Last modified: 2011-03-13 18:06:47 UTC
Although differentiated opening and closing quotes look better, most people can‘t type them easily or at all. In keeping with the aim of fast editing, it would be best to allow editors to type in standard quotes but display distinctive quotes. Same goes for the ellipses…
Created attachment 284 [details] New parser function to convert various strings to UTF-8 entities This patch uses to regular expressions to determine correct quote or ellipses to use. It leaves alone everything in preformatted sections. I've tested it in all the quote situations I can come up with and tweaked the regexp till it worked. There may be more; it would be best to have this pointed at a live backup for a while. NOTE: I moved the em dash code into this function, so if a fix for bug #1485 is checked into HEAD it will need to be undone. (I'd be happy to update this patch to delete the other if that happens.)
Please see section "Quote signs in several languages" in http://en.wikipedia.org/wiki/Quotation_mark Also about dashes, example in Russain language n-dash absent. There are only m-dash.
(In reply to comment #2) Thanks for that link, Alexander. I would have never guessed that ”this format” was standard in Swedish. sv.wikipedia would have a legitimate gripe if their ASCII quotes were converted to English-style opening and closing quotes. I also checked Romanian, whose wikipedia seems to use "these quotes" even though they resemble none of the standard or alternative quotes in the table. In that case, it's hard to call the quote conversion incorrect when the original was also incorrect. Ideally, languages whose quotation marks are very different from the ASCII ones would not use the ASCII marks at all. Russian (I glanced over the page in Russian on Russian language) seems to use UTF-8 codes. In that case, there is no issue; the conversion routine will not touch them. Of course, there's still the problem with Swedish and other languages that use quoting schemes that are close to, but not exactly like, English. For them it would be necessary to disable the conversion, or if someone wants to do it, provide alternate conversion. Would that be satisfactory? The principle I'm pitching is that we don't have to provide the convenience function for every language, but we do have to avoid making things worse for them.

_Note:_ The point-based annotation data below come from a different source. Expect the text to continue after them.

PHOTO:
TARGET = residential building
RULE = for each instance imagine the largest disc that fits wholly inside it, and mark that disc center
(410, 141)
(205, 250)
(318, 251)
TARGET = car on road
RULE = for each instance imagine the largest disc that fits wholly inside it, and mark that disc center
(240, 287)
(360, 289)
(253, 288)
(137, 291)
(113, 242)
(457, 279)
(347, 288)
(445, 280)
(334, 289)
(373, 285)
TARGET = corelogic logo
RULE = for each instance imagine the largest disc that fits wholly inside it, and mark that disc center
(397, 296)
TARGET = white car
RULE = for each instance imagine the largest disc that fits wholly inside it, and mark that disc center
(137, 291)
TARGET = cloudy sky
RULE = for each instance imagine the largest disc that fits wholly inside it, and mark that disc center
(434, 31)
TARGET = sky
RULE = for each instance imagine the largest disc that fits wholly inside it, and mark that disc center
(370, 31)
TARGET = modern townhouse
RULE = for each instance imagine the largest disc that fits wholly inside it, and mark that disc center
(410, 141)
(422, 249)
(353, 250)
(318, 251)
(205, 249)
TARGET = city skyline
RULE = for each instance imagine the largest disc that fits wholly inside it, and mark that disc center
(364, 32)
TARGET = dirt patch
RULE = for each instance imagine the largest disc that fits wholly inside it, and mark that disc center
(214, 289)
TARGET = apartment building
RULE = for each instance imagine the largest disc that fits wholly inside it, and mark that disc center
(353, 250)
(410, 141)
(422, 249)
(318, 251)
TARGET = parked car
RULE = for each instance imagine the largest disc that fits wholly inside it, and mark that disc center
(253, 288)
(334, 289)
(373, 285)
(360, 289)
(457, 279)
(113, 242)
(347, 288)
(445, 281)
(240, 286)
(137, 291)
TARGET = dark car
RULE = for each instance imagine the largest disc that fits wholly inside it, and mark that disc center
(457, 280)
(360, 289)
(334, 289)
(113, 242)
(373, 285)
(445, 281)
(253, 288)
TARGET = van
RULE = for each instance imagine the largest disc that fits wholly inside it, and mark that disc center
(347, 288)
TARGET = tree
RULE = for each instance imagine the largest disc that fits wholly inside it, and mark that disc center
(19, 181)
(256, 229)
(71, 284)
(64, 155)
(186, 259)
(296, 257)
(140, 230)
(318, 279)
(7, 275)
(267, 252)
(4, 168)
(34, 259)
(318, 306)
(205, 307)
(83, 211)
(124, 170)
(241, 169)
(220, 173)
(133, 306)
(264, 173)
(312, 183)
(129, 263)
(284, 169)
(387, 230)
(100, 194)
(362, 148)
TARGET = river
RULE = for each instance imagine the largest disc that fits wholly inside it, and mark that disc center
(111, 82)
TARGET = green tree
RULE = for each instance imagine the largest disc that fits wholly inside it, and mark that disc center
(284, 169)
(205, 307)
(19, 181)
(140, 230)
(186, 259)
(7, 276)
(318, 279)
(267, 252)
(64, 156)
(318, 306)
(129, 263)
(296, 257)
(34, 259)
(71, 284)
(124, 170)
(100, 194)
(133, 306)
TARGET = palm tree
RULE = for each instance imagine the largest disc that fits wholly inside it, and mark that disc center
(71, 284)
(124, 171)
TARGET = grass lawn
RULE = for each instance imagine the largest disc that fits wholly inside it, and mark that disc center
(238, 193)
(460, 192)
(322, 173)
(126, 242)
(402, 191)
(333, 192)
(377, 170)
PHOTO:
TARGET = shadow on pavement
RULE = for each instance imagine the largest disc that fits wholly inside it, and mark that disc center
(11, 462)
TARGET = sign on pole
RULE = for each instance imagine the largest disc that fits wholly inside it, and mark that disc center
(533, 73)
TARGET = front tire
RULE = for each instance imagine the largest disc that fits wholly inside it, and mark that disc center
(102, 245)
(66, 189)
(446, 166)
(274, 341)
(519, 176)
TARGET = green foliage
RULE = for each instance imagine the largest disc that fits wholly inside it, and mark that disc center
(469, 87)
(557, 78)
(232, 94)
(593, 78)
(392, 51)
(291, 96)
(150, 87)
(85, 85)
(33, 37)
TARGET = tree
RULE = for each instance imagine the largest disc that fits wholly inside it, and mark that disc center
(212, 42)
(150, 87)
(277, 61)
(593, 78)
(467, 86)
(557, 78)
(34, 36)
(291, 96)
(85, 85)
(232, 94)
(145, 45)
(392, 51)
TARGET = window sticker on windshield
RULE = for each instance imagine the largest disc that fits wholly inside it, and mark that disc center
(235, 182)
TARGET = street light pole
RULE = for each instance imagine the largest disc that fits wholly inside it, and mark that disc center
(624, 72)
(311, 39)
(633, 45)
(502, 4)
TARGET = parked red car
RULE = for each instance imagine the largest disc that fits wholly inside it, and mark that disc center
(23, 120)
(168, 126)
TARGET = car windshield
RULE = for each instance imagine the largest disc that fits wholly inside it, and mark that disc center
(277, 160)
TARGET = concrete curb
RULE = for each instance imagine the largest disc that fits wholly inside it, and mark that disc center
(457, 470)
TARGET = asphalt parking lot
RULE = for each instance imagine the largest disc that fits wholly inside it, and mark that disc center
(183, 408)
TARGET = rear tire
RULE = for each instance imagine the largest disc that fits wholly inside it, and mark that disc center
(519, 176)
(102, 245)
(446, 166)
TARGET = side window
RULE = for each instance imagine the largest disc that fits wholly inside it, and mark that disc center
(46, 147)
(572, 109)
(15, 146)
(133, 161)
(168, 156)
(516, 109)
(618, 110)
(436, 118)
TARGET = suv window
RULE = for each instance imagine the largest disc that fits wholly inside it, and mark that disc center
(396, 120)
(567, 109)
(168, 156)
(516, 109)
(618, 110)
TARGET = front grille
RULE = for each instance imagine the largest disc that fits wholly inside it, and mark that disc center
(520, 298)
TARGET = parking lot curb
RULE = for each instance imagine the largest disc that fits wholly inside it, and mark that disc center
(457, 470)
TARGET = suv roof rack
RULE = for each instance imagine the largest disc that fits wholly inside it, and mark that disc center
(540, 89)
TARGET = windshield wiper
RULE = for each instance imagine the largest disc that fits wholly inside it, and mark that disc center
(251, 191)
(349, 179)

I'm inclined to close this as WONTFIX. It's not possible to get it right automatically in all cases, and wrong "smart" quotes are much more annoying than straight quotes (which are always "right" even if they're not as pretty as you might sometimes like).
(In reply to comment #4) I think that would be premature. This is only a proposed enhancement for a future version of the software, why not let it be? Besides, it's not for you or me to say what is typographically "correct," it's up to everyone using wikimedia. I suggest we see how things go with bug 1485. If it's a success, I'll ask the users if they want something similar — but only 95% accurate — for quote marks and ellipses.